Differences in coach designs delay supply of new trains
The number of newly manufactured trains being transported to the city could have been much higher than it is presently.
On an average, the Integral Coach Factory (ICF) in Chennai manufactures 4.5 trains in a month for Mumbai. This could have gone up to 6. The problem is there is a stark difference in the line-up of compartments of local trains that run on the Central Railway (CR) and Western Railway (WR).
“The average number of trains manufactured and sent to Mumbai would increase if the designs were similar,” said B. Prasad, member of design department, ICF.
In the last 28 months, the Chennai-based rail body has sent 75 trains. That works out to an average of 3 trains every month. For instance, the location of first class compartments or the positioning of ladies compartments one the two lines is not identical, thus bringing down the manufacturing output of the local trains.

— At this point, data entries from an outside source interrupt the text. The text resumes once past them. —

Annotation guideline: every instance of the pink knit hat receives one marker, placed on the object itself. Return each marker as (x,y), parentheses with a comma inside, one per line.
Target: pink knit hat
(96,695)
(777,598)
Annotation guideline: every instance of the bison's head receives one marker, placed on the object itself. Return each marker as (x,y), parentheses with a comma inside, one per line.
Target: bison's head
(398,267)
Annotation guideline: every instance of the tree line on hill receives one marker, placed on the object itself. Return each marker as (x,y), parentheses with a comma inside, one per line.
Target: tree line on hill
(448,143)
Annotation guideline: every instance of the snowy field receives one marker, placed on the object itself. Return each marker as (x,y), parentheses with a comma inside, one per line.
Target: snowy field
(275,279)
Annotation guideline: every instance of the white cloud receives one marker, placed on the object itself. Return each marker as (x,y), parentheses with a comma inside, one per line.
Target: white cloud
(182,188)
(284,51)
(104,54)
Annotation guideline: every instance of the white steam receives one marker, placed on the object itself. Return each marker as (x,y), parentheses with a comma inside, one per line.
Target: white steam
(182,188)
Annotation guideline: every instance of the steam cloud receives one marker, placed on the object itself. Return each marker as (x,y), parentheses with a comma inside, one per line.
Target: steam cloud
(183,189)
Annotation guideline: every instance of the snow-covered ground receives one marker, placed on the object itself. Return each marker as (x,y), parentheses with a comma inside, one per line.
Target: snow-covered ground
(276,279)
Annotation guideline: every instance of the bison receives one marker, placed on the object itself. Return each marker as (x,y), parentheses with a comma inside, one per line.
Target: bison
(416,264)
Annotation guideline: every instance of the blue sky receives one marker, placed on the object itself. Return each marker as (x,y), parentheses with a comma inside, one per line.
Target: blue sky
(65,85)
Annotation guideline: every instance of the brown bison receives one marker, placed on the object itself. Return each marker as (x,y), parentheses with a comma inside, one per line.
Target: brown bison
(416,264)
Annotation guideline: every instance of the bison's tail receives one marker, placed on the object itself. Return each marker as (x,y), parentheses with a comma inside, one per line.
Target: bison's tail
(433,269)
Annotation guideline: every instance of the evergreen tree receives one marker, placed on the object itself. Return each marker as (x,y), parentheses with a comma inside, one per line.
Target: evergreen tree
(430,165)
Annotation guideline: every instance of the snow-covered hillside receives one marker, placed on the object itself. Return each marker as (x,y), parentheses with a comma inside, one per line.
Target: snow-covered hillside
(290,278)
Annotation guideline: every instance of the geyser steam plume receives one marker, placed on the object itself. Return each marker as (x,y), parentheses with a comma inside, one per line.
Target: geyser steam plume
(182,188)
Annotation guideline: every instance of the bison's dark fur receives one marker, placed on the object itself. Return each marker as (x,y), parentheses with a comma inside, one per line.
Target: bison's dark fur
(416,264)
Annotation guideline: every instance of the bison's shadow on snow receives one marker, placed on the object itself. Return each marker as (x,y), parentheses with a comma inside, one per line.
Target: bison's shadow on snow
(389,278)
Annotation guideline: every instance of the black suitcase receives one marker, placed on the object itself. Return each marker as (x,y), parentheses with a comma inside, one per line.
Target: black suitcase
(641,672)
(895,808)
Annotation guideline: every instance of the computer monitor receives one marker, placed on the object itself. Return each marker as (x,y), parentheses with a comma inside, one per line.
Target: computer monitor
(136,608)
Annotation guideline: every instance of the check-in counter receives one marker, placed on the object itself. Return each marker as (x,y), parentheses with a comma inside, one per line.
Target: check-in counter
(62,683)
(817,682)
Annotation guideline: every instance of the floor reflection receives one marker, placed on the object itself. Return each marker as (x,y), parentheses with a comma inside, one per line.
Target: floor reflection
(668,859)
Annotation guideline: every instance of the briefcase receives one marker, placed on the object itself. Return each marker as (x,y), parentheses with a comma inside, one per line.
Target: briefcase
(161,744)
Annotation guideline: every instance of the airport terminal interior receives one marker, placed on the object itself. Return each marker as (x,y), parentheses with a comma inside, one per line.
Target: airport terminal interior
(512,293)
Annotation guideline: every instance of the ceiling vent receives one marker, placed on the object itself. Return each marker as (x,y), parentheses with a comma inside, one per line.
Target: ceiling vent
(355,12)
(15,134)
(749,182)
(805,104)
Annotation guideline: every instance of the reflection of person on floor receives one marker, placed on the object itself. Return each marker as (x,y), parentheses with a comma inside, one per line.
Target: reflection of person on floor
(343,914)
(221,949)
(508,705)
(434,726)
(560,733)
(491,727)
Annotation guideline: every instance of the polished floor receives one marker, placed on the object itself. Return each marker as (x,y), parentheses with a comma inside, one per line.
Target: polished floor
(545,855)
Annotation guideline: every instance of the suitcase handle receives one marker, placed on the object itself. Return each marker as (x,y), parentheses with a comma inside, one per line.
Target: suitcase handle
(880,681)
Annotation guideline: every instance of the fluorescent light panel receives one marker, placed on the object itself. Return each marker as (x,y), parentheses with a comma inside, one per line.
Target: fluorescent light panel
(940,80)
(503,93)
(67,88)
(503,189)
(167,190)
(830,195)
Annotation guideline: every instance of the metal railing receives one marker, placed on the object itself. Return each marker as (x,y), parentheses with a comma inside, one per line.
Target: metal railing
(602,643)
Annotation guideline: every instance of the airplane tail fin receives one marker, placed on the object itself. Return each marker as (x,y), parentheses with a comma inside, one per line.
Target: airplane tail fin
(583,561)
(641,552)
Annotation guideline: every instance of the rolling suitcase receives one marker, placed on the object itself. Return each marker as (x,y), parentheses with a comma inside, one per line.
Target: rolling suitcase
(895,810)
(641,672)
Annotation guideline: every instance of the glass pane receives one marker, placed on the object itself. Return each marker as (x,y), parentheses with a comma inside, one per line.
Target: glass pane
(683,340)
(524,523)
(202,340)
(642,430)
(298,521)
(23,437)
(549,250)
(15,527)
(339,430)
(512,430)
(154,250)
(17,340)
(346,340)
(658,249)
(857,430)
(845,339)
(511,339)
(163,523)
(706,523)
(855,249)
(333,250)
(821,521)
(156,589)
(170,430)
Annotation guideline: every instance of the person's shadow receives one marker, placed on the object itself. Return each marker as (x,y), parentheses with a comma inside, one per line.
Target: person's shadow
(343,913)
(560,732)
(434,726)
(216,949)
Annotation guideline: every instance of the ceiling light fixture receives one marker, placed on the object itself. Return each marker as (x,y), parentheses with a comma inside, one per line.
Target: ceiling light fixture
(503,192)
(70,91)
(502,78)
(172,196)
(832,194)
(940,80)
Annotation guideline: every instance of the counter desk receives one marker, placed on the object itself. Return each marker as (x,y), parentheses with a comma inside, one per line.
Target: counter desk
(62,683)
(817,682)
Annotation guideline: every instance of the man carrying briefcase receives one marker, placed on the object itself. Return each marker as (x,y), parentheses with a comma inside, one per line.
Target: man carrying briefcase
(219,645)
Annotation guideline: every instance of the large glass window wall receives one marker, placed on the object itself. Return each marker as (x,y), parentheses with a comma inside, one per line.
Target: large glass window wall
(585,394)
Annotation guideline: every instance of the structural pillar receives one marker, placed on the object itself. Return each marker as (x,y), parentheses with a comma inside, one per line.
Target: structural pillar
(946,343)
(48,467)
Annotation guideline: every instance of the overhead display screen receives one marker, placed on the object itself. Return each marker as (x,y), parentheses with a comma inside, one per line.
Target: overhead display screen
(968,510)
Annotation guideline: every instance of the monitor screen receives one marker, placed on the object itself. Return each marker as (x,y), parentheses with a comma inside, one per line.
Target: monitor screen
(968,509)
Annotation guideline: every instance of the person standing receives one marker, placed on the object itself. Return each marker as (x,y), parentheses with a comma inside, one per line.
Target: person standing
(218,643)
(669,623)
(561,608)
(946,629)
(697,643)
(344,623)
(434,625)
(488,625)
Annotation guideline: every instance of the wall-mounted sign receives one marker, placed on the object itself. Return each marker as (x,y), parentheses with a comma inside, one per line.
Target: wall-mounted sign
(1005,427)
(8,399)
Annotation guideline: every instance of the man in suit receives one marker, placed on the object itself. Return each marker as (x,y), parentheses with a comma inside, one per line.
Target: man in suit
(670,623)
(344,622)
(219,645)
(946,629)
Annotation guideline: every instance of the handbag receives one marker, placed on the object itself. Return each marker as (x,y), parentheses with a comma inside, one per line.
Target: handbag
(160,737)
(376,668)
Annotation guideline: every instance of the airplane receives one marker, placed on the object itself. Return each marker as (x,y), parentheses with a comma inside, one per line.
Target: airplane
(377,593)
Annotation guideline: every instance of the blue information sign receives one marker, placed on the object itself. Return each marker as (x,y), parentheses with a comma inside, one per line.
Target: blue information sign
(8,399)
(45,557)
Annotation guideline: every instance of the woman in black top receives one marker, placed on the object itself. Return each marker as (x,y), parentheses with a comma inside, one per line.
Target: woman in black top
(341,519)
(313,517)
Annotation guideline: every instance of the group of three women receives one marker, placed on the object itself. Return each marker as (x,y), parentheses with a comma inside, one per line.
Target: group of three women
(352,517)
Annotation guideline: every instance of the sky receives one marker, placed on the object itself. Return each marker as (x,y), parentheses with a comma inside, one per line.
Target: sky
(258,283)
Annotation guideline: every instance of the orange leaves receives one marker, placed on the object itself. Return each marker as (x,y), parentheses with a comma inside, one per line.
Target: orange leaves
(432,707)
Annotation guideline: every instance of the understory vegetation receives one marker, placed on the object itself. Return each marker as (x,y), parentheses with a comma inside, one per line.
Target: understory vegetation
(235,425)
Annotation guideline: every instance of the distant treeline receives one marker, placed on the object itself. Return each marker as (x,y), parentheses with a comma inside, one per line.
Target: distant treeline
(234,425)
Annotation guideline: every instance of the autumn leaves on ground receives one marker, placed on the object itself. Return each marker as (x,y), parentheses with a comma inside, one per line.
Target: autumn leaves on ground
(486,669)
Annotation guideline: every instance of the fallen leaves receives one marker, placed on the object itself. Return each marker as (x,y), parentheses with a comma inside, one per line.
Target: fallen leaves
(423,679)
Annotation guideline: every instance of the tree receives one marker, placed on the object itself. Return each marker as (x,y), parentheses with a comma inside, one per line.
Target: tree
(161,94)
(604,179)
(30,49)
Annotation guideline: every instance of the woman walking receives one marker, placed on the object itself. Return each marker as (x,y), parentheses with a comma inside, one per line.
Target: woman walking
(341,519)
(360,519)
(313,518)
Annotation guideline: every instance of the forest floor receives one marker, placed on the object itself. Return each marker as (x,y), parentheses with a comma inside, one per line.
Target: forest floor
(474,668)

Both, CR and WR want the their respective rakes to be as per their own specifications. “The specifications for both railways are ready but the problem is that we have to change the pattern of manufacturing every now and then within a month,” said another ICF official.
The railways here feel the differences in design are dictated by commuting patterns and geography of the city. “For many years, commuters have been travelling in trains having specific design. If any change is proposed, their adaptability and comfort have to be kept in mind,” said Western Railway’s Chief Public Relations Officer (PRO) S. Gupta.